Sécurité et réglementation
Au milieu d'une augmentation inquiétante des piratages dans DeFi, Veda note qu'il n'y a jamais eu d'incident de sécurité majeur, et Raghupathi a déclaré que ce record dépend du temps passé sur le marché plutôt que d'une seule mesure de protection. "Notre équipe principale travaille dans ce domaine depuis près de cinq ans maintenant, et il y a certaines leçons que vous ne pouvez apprendre qu'avec une expérience à grande échelle", a-t-il déclaré, citant les dépegs de stablecoin, les exploits de protocole et les crises de liquidité sur lesquelles l'équipe a travaillé.

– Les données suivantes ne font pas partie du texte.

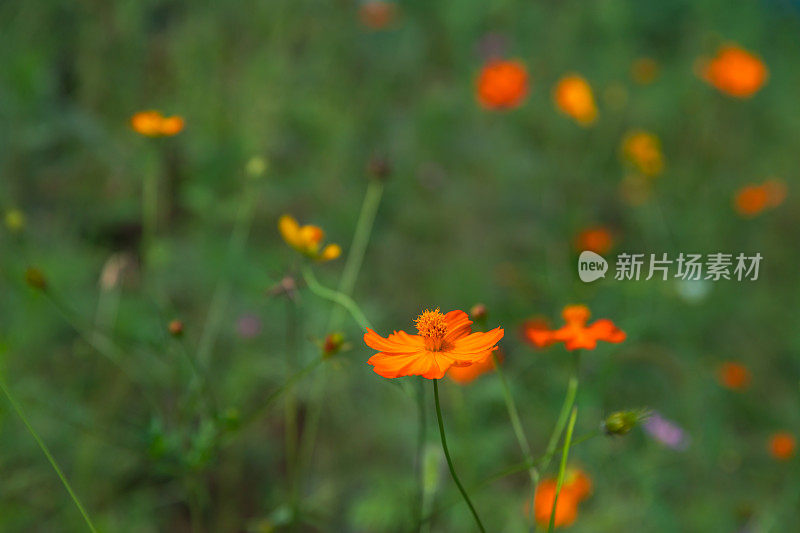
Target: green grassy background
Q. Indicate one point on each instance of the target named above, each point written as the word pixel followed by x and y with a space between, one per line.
pixel 480 206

Il n’a pas minimisé les enjeux. "Si je disais que ma priorité absolue est autre chose que la sécurité, je pense que cela détruirait ma crédibilité", a-t-il déclaré, présentant cela comme une question de survie pour l'ensemble de la catégorie. "La configuration de la cryptographie est incroyable à l'heure actuelle... et cela semble inévitable, sauf si nous la gâchons en prenant des raccourcis, en ne prenant pas la sécurité au sérieux et en détruisant simplement la crédibilité de l'industrie."

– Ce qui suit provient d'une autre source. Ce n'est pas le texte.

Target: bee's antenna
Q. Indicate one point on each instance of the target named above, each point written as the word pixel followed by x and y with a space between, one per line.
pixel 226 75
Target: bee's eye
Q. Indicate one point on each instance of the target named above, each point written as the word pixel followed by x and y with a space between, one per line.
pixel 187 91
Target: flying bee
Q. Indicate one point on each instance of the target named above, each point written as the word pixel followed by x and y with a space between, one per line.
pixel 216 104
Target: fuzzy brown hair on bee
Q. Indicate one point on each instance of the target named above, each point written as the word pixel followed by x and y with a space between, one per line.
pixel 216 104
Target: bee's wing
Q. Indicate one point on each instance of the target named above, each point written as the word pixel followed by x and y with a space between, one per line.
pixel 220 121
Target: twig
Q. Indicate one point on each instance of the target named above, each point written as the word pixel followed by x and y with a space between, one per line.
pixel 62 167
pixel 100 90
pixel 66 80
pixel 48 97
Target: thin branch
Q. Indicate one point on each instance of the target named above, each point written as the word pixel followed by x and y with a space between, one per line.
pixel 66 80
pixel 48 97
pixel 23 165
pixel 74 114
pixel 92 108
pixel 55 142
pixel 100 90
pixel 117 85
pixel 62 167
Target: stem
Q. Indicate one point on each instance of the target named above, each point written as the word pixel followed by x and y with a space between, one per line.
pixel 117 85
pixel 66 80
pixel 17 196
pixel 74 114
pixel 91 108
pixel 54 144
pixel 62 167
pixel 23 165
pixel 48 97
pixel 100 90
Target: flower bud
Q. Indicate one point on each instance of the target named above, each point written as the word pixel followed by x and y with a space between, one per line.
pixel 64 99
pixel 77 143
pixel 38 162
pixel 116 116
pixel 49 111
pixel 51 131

Veda a récemment embauché Alberto Cuesta Cañada, co-auteur de la norme de coffre-fort tokenisé ERC-4626 qui dirigeait auparavant la sécurité chez Optimism, en tant que vice-président de la sécurité en chaîne, a déclaré Raghupathi à The Block. L'année dernière, elle a recruté TuongVy Le, ancien avocat général d'Anchorage et vétéran de six ans de la Securities and Exchange Commission, comme avocat général.
En ce qui concerne la conformité, Raghupathi a déclaré que les coffres-forts comportent des obligations différentes de celles des protocoles sans autorisation qui les sous-tendent, car ils se trouvent directement devant les utilisateurs. Veda filtre les sanctions de l'OFAC et peut restreindre les coffres-forts à une liste blanche d'utilisateurs approuvés, ce qui est utile pour une fintech qui ne souhaite pas que ses actifs soient mis en commun avec ceux d'autres sociétés. Il a noté que le président de la SEC, Paul Atkins, s'est récemment prononcé publiquement sur les coffres-forts et a déclaré que des règles plus claires aideraient la catégorie. "À mon avis, la réglementation est en fait très importante pour le succès de cette catégorie", a déclaré Raghupathi.
Il a également tracé une ligne sur ce que Veda soutiendra. "Il y a certains produits que nous ne soutiendrons tout simplement pas, et ce sont ceux qui ressemblent davantage à des paris opaques et très risqués qui n'en valent pas la peine sur une base risque-rendement", a-t-il déclaré.